Jeremy Lamb was one of few bright spots during emotional UConn season one year following Huskies' third national championship. (Photo courtesy of Hartford Courant)
Last year, the University of Connecticut accomplished something that may never be duplicated, winning their last eleven games during the Big East and NCAA Tournaments to deliver the third national championship in program history to Storrs. Seven months later, UConn was a different team following the departure of Kemba Walker to the NBA. However, in typical UConn fashion, the Huskies soldiered on through a season in which the description of "roller coaster year" could be best described as an understatement.
Connecticut started the season 10-1 before opening conference play without the services of Hall of Fame head coach Jim Calhoun, who was suspended for the team's first three Big East games for the Nate Miles scandal that Calhoun had absolutely nothing to do with directly. Associate head coach George Blaney, who once guided Seton Hall through the Big East in the 1990s, was made the interim boss. Calhoun eventually returned, but took medical leave in February after being diagnosed with spinal stenosis; and with Blaney taking over until the Hall of Famer returned on March 3rd against Pittsburgh, the Huskies had suddenly lost 11 of 16 games to find themselves on the bubble for a tournament in which they were the last team standing less than one year prior. UConn eventually made the field of 68, but lost to Iowa State in the round of 64.
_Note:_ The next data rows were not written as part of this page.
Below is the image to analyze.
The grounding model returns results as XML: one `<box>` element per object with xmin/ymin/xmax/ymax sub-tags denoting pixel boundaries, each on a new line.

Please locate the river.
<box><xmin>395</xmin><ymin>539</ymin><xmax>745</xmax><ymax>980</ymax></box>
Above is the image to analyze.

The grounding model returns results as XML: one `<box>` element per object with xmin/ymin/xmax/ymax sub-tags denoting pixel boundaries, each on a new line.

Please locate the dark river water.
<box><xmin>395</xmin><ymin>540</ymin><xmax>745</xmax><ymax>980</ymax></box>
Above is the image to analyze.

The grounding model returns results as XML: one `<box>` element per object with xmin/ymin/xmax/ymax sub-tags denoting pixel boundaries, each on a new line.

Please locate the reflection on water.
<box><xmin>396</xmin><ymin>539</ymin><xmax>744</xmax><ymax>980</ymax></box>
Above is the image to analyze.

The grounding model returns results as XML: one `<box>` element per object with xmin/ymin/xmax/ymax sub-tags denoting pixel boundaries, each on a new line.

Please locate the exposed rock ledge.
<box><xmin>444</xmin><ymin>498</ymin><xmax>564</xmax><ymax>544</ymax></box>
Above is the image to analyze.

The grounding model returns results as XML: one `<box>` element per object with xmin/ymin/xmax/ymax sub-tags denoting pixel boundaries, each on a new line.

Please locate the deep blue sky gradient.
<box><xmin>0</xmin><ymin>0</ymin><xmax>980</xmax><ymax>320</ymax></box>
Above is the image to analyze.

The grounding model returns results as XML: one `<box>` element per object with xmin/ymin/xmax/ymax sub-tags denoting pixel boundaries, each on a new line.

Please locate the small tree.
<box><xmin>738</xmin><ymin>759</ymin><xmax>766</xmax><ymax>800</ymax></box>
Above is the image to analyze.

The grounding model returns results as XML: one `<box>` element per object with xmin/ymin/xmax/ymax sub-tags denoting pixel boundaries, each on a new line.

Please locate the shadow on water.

Among the first questions at the start of the season for the Huskies was who would step up and lead the team in the absence of Kemba Walker. Sophomore guard Jeremy Lamb, who is widely expected to declare for the NBA draft in the coming days, took advantage of increased shooting opportunities on his way to first team all-Big East honors and an average of nearly eighteen points per game. The Georgia product also shot 48 percent from the field while backcourt partner and fellow second-year star Shabazz Napier blossomed as the starting point guard, averaging thirteen points and nearly six assists per contest. Once he was declared eligible, Ryan Boatright filled the role Napier occupied as a freshman last season; and provided glimpses of Walker's freshman year in the process, one that resulted in a Final Four appearance in 2009. A native of Chicago who changed the game as soon as he took the court, Boatright quickly made a name for himself with averages of ten points and four assists per game on a team in which he was not the only outstanding rookie.
Andre Drummond, the conference's preseason pick for Rookie of the Year honors that ultimately went to Moe Harkless of St. John's, averaged ten points in his own right; but his biggest contributions were those on the defensive side of the ball, with averages of almost eight rebounds and nearly three blocked shots per night. When Drummond was not under the boards, junior forward Alex Oriakhi; who just last week announced he would be transferring, teamed with fellow big man Tyler Olander and swingman Roscoe Smith to give UConn a combination of size and rebounding that defied their young age.
DeAndre Daniels and Niels Giffey also return to shore up the Huskies' bench, and if everything goes according to plan, UConn will bring back everyone except Lamb and Oriakhi. Andre Drummond has been rumored to declare for the NBA draft as well, but other reports are also indicating the 6-11 center will be staying for his sophomore season despite the NCAA ruling on Thursday that denied UConn's appeal of a penalty that keeps them out of both the Big East and NCAA Tournaments next season as a result of low APR scores. There is still a slight chance that the NCAA can change their calculations to reflect a four-year period that will get the Huskies back into the field, but UConn is out at the moment.
This decision has not changed the outlook in the Nutmeg State, and incoming recruit Omar Calhoun is still on track to join the Huskies out of Christ the King High School in Queens. One thing is certain regardless of where UConn's season ends, and that is the fact that their team will embody the fighting spirit of their legendary head coach; so even if the Huskies are only a regular season team, their will to win and desire to prove the critics wrong will shine brighter than ever before.